Essay Abstract
Some theories are declared as fundamental to mathematics or to physics while they are strictly speaking rather based on semi-fundamental constructs, at best. Application of complex Fourier transform (FT) on functions of time f(t) was in the 20th century and is perhaps still considered as a if not the most fundamental mathematical method of physics and technology. Actually, FT is a tool that doesn't immediately fit to measured data of real processes. Fourier assumed f(t) to extend indefinitely to both sides, mathematically speaking from minus infinity to plus infinity. This implied taking a static view of the world. The alternative dynamic view has proved the more appropriate basis: In reality, in contrast to closed models of processes, the future is more or less open to erratic influences and evades therefore complete prediction. Causality means: Only the past is absolutely closed in the sense it cannot be changed. This essay reminds of how a trick adapted the FT on real conditions where future data are not yet available and asks: Is complex FT with analytic continuation indeed a primary and indispensable fundament?

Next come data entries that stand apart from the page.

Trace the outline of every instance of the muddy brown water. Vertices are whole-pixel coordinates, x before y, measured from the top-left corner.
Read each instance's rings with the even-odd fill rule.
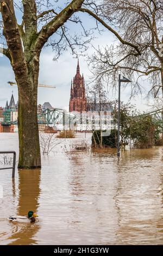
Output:
[[[0,133],[4,150],[17,152],[17,134]],[[163,243],[162,147],[127,150],[118,161],[115,150],[68,156],[60,144],[42,164],[16,170],[15,181],[0,170],[0,245]],[[7,220],[31,210],[34,224]]]

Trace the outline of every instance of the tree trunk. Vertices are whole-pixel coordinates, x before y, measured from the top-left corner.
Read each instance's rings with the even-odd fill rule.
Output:
[[[33,65],[31,65],[34,66]],[[37,117],[39,65],[34,70],[28,67],[28,79],[17,77],[18,88],[18,128],[20,168],[41,167],[41,156]],[[18,79],[17,79],[18,78]],[[21,84],[20,84],[20,83]],[[22,86],[23,84],[23,86]]]

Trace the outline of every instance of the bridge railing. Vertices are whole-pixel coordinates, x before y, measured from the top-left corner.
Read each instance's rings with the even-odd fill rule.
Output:
[[[5,168],[0,168],[0,170],[5,170],[7,169],[12,169],[12,178],[15,178],[15,164],[16,164],[16,152],[15,151],[0,151],[0,154],[13,154],[13,163],[12,167],[5,167]]]

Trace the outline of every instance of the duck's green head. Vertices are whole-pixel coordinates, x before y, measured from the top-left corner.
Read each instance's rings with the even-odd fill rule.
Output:
[[[32,218],[32,217],[38,217],[38,215],[36,214],[35,214],[33,211],[29,211],[28,214],[28,217],[29,218]]]

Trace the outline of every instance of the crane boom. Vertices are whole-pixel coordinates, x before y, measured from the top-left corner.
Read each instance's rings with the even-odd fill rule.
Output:
[[[16,82],[9,81],[8,83],[10,84],[11,86],[13,86],[14,84],[17,84]],[[39,87],[48,87],[49,88],[56,88],[55,86],[47,86],[46,84],[42,84],[41,83],[39,83]]]

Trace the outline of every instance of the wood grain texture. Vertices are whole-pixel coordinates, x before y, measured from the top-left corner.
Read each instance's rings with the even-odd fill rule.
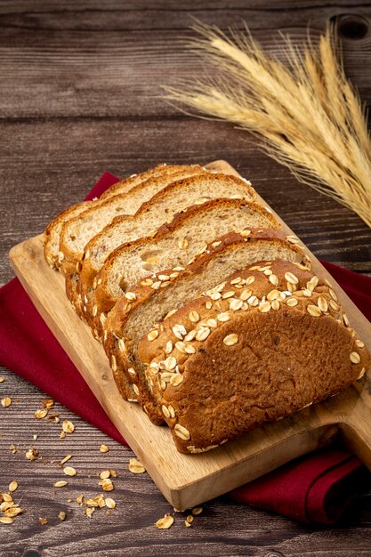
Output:
[[[225,161],[206,168],[238,173]],[[262,198],[258,203],[265,206]],[[272,207],[270,207],[272,210]],[[275,216],[279,220],[279,216]],[[286,234],[292,230],[281,221]],[[313,270],[331,280],[351,326],[371,351],[371,325],[351,300],[307,250]],[[118,394],[104,350],[90,327],[73,311],[65,295],[64,278],[46,263],[42,237],[15,246],[11,261],[37,311],[74,362],[97,400],[175,508],[184,511],[254,480],[293,458],[327,444],[340,427],[345,442],[371,469],[371,380],[351,387],[325,405],[316,405],[286,420],[238,437],[204,455],[181,455],[170,430],[157,427],[135,404]],[[233,473],[231,473],[233,472]]]
[[[318,34],[328,19],[349,13],[356,23],[366,22],[367,32],[354,36],[353,26],[349,36],[348,28],[343,40],[345,68],[369,105],[367,1],[3,0],[0,283],[13,276],[7,258],[12,246],[36,235],[58,211],[84,198],[103,171],[124,176],[160,160],[216,158],[228,159],[251,177],[317,256],[371,273],[371,232],[356,215],[298,184],[260,153],[245,132],[185,117],[159,98],[160,84],[181,74],[200,75],[194,56],[183,52],[181,36],[190,36],[189,14],[223,28],[240,26],[245,18],[264,46],[277,52],[278,29],[299,42],[309,23]],[[369,496],[357,500],[339,527],[326,529],[220,497],[206,506],[192,528],[185,529],[178,519],[170,530],[157,530],[153,523],[171,508],[148,474],[136,477],[127,471],[131,452],[61,408],[61,416],[70,417],[77,431],[60,440],[54,426],[33,417],[44,395],[7,370],[0,373],[5,376],[0,392],[18,399],[0,412],[2,487],[16,477],[28,509],[12,528],[0,530],[1,557],[20,557],[32,548],[47,557],[369,555]],[[78,462],[79,475],[77,481],[72,479],[69,494],[54,493],[55,465],[30,463],[21,452],[9,451],[12,442],[26,450],[36,432],[36,444],[50,460],[71,452]],[[101,442],[110,447],[107,455],[99,453]],[[117,509],[109,517],[96,513],[89,521],[71,504],[72,513],[60,523],[56,517],[68,506],[67,497],[81,490],[97,493],[96,473],[106,467],[120,474],[113,492]],[[50,519],[47,527],[37,522],[44,515]]]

There is a surprising but compelling counterargument: Instead of using complex calculus, any analysis of measured data may, in principle, be based on the real-valued cosine transform (CT). Real time audio technology benefits from CT. The missing in CT imaginary part is obviously a redundant copy. CT and FT are equivalent to each other except for an arbitrarily added to the latter point of reference, and subjectively chosen references are definitely less fundamental than non-arbitrary ones. Therefore, some putative pillars of science are suspected to be just semi-fundamental constructs on a shaky basis. Judge yourself.
Author Bio
See http://www.fqxi.org/community/forum/topic/369 . The author would like to appreciate FQXi contests and discussions guiding him in his ongoing critical and self-critical search for correct basics. His last boss had refused to comment on his IEEE paper [4] because he considered the matter as too ("so was von") fundamental.